Hiasan rambut atau sejenis wig yang dimiliki suku yang tinggal di wilayah Suojia, Liupanshui itu memiliki bentuk yang tidak biasa. Wig tersebut berbentuk tanduk.
"Menurut budaya Miao, suatu kebanggaan bagi perempuan dengan memakai wig tersebut untuk penghormatan terhadap leluhur," seperti dikutip dari Daily Mail.
Suku Miao merupakan salah satu suku yang termasuk golongan minoritas di China. Suku ini tersebar di beberapa bagian seperti Hainan, Guizhou, dan sebagainya. Konon, suku Miao masih merupakan kerabat dari suku Nanman pada era Dinasti Han.
Terkait wig tanduk palsu, perempuan Suku Miao zaman dahulu menyimpan rambut yang rontok saat disisir. Rambut Iinilah yang selanjutnya dikumpulkan dan dijalin sedemikian rupa dengan penyangga tanduk sapi atau kayu yang berbentuk sama.
Proses menyulam inilah yang melahirkan wig berbentuk tanduk sapi. Hingga akhirnya menjadi salah satu tradisi unik dunia.

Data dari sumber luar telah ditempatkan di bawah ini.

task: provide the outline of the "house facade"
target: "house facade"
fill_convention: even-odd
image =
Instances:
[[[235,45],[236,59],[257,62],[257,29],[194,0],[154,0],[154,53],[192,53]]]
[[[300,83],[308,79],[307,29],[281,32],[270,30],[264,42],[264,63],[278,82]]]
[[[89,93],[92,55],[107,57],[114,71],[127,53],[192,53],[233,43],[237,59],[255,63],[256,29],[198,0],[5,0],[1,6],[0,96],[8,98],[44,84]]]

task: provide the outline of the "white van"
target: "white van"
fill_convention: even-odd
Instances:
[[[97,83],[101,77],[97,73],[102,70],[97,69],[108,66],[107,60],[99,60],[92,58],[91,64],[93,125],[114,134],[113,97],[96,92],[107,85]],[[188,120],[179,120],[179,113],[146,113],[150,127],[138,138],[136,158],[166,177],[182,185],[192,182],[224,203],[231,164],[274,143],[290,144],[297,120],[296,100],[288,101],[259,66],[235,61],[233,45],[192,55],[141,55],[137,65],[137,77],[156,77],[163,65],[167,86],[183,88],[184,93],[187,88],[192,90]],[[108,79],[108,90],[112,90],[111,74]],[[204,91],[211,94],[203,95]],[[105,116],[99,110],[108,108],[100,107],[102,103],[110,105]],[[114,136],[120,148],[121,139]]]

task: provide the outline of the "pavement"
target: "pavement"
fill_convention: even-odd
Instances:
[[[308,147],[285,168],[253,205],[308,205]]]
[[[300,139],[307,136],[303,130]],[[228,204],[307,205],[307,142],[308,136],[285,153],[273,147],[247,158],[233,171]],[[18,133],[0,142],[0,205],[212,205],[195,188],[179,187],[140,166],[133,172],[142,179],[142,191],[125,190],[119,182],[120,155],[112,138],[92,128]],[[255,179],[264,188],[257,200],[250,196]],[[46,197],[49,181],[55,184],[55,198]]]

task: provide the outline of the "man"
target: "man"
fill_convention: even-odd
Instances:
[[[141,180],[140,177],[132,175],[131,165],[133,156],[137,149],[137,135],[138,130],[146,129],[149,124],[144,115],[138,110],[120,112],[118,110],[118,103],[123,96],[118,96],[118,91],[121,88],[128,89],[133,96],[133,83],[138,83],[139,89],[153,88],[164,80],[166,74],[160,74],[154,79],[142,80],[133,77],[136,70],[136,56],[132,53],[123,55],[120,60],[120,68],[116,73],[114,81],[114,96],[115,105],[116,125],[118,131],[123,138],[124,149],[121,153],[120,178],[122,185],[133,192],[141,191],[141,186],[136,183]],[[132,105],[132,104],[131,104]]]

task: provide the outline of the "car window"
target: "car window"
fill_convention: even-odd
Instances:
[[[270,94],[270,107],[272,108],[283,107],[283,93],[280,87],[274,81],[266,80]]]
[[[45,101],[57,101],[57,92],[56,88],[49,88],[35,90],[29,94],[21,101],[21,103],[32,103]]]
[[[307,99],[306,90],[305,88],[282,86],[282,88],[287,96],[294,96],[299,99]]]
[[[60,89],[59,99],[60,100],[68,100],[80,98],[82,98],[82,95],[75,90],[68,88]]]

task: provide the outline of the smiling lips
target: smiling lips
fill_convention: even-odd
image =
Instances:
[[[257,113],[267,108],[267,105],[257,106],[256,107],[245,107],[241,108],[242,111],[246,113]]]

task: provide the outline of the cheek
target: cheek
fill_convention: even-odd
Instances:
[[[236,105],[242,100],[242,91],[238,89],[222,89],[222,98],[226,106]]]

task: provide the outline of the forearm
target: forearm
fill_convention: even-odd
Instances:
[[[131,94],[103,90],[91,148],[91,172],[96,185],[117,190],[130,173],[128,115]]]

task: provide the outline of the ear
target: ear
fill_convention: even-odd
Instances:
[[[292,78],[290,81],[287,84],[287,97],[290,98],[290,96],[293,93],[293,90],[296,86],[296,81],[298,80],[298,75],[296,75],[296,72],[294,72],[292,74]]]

Setiap wig diturunkan dari ibu ke anaknya, yang juga diwariskan dari garis nenek moyang perempuan sejak ratusan tahun lalu. Karena wig tersebut merupakan kumpulan rambut yang tidak hanya dari rambut ibunya, tetapi juga rambut nenek dan generasi sebelumnya lagi.
Wig ini dipakai oleh para gadis muda dalam acara tertentu. Di antaranya pernikahan, acara adat atau festival.
Wig tersebut dipakai sebagai bentuk penghormatan terhadap para leluhur. Bentuk yang menyerupai tanduk sapi menandakan bahwa Suku Miao menghormati sapi sebagai hewan sakral.
Berdasarkan kepercayaan Suku Miao, zaman dahulu tradisi itu dilakukan untuk menakut-nakuti binatang buas saat mereka bertani di daerah pegunungan. Hiasan kepala berbentuk tanduk itu diperkirakan memiliki berat hingga 4 kilogram.
Namun saat ini sebagian besar diganti dengan benang wol. Selain itu wig ini hanya menyimpan seikat rambut nenek moyang untuk mengenangnya.
Selain wanita, para pria Suku Miao juga turut mengenakannya sebagai hiasan kepala. Namun, lambat laun laki-laki di suku ini meninggalkannya lantaran sulit bergerak. Sementara para perempuan tetap mempertahankannya.
Meskipun masyarakat Miao kini tidak lebih dari 5.000 orang, tetapi tradisi ini tetap dilakukan. Mereka kerap mengenakan hiasan kepala pada saat Festival Tari Bunga dan perayaan Tahun Baru Imlek.
Bagi orang pada umumnya sejarah ditulis dalam buku. Namun bagi perempuan Miao, sejarah berada di atas kepala mereka.